Therefore, we can treat the index as a table in the database (the index in es is also called the index library). An index can be compared to a table in a database.

The database table will have constraint information, which is used to define the table structure, field name, type and other information. Therefore, there is mapping in the index library, which is the field constraint information of the document in the index, similar to the structural constraint of the table. Map the constraint information of the table in the corresponding database.

1.3.3 comparison between MySQL and elasticsearch (key points)

Compare our concepts of search and mysql:

MySQL	Elasticsearch	explain
Table	Index	An index is a collection of documents, similar to a database table
Row	Document	Document s are pieces of data, similar to rows in a database. All documents are in JSON format
Column	Field	A Field is a Field in a JSON document, similar to a Column in a database
Schema	Mapping	Mapping is a constraint on documents in the index, such as field type constraints. Table structure constraint (Schema) similar to database
SQL	DSL	DSL is a JSON style HTTP request statement provided by elasticsearch, which is used to operate elasticsearch and realize CRUD

Does it mean that we no longer need mysql after learning elasticsearch?

Not so. They have their own strengths:

Mysql: good at transaction type operation, which can ensure the security and consistency of data.
Elastic search: good at searching, analyzing and calculating massive data.

Therefore, in enterprises, the two are often used in combination:

Write operations that require high security are implemented using mysql.
For the search requirements with high query performance, elastic search is used.
The two are based on some way to realize data synchronization and ensure consistency. (e.g. rabbit MQ)

1.4 installation of ES and Kibana

Reference link: Docker installation ES, Kibana

1.5 using kibana

1.5.1 Dev Tools

kibana provides a DevTools interface: pull down and you can see DevTools. In this interface, you can write DSL to operate elasticsearch. It also has the function of automatic completion of DSL statements.

1.5.2 default word splitter standard

The following DSL s are used to test the effect of word segmentation:

Syntax tips:

GET: request method.
/_ analyze: the request path is omitted here http://192.168.150.101:9200 , kibana will help us supplement the request parameters in json style.
analyzer: word breaker type. Here is the default standard word breaker.
text: the content to be segmented.

1.5.3 IK word splitter

Installation reference: Docker install IK word breaker

The IK word splitter contains two modes:

ik_smart: minimum segmentation (coarse granularity)
ik_max_word: thinnest segmentation (fine grain)
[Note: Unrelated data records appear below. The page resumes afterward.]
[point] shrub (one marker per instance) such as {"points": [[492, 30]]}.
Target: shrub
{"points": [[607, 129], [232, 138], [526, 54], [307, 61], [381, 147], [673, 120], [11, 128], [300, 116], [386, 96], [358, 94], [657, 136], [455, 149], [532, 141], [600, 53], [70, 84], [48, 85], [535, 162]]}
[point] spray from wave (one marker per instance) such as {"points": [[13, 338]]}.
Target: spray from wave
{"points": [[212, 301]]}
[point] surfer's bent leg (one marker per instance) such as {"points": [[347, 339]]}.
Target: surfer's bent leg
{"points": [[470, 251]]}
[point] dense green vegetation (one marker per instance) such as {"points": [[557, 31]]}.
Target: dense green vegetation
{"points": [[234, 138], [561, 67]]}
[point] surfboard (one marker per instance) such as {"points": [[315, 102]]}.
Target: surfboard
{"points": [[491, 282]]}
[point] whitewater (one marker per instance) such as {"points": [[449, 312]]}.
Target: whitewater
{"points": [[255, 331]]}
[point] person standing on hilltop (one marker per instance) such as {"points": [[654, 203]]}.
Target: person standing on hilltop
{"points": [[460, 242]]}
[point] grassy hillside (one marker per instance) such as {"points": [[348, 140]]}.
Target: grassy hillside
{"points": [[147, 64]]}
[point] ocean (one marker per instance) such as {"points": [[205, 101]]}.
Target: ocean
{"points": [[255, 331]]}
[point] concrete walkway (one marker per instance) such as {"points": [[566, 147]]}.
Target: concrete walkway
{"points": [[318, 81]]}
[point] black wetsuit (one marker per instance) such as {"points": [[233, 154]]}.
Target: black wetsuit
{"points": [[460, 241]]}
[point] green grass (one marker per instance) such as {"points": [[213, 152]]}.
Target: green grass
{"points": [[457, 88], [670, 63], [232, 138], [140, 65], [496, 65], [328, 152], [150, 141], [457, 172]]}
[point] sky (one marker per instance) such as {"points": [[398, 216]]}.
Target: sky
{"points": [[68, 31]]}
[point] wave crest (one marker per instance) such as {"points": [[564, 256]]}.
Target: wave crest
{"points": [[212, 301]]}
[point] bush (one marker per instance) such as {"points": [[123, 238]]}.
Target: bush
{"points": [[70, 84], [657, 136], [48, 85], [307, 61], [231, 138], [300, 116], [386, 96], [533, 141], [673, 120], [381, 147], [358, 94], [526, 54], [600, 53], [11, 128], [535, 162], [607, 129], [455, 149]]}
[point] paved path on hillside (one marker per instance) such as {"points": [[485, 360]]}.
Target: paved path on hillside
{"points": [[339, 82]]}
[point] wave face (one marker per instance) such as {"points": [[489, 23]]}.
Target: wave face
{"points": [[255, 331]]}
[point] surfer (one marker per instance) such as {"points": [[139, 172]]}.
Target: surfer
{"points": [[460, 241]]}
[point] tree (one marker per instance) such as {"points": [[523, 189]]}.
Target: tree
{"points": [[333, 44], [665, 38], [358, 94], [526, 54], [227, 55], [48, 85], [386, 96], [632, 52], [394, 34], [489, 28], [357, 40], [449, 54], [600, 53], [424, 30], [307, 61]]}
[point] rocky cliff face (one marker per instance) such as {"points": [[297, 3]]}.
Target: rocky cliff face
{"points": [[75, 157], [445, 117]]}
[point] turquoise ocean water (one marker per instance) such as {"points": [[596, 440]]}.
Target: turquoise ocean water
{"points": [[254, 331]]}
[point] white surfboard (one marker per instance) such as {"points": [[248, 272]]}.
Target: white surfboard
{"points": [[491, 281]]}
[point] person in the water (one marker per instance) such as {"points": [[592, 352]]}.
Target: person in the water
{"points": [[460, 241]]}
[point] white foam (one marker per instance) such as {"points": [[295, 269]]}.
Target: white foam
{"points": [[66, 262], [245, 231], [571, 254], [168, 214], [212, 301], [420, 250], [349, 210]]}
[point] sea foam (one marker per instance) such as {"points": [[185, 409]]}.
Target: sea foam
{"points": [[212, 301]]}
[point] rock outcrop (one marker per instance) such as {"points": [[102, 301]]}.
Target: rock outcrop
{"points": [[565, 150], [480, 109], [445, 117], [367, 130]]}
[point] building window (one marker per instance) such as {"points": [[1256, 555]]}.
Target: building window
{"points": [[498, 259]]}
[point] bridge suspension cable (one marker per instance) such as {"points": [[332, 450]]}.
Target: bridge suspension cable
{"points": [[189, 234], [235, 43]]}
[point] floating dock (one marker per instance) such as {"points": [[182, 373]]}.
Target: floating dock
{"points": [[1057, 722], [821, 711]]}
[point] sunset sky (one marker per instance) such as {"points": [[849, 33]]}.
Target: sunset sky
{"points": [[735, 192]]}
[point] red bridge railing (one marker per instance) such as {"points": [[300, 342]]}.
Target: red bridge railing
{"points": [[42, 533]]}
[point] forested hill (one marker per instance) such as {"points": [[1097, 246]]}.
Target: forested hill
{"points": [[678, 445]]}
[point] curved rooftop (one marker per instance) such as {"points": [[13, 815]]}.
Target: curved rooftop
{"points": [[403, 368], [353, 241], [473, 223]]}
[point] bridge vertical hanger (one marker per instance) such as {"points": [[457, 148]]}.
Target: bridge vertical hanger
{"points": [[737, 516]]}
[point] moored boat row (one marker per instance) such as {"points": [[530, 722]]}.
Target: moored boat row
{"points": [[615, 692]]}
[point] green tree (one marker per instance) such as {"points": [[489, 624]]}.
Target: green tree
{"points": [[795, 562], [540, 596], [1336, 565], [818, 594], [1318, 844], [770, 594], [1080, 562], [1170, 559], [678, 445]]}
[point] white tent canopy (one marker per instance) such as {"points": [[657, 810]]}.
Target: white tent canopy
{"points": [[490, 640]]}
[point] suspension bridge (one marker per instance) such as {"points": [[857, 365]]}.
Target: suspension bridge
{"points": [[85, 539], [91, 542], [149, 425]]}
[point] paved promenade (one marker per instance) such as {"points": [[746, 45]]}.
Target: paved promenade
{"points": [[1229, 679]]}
Common interview questions of word splitter:

1) What is the function of the word splitter?

Word segmentation of documents when creating inverted indexes
When the user searches, the input content is segmented

2) How many modes does the IK word splitter have?

ik_smart: intelligent segmentation, coarse granularity
ik_max_word: the most fine-grained segmentation

3) How does the IK word splitter extend entries? How to deactivate an entry?

Using ikanalyzer. config directory cfg. Add extended dictionary and deactivate dictionary to XML file
Add expanded or disabled entries to the dictionary

1.5.4 extended dictionary

with the development of the Internet, "word making movement" is becoming more and more frequent. Many new words have appeared, which do not exist in the original vocabulary list (Dictionary). For example: "aoligai", "brush your face" and so on. You can test text as "Java discipline, Aoli!" Word segmentation effect.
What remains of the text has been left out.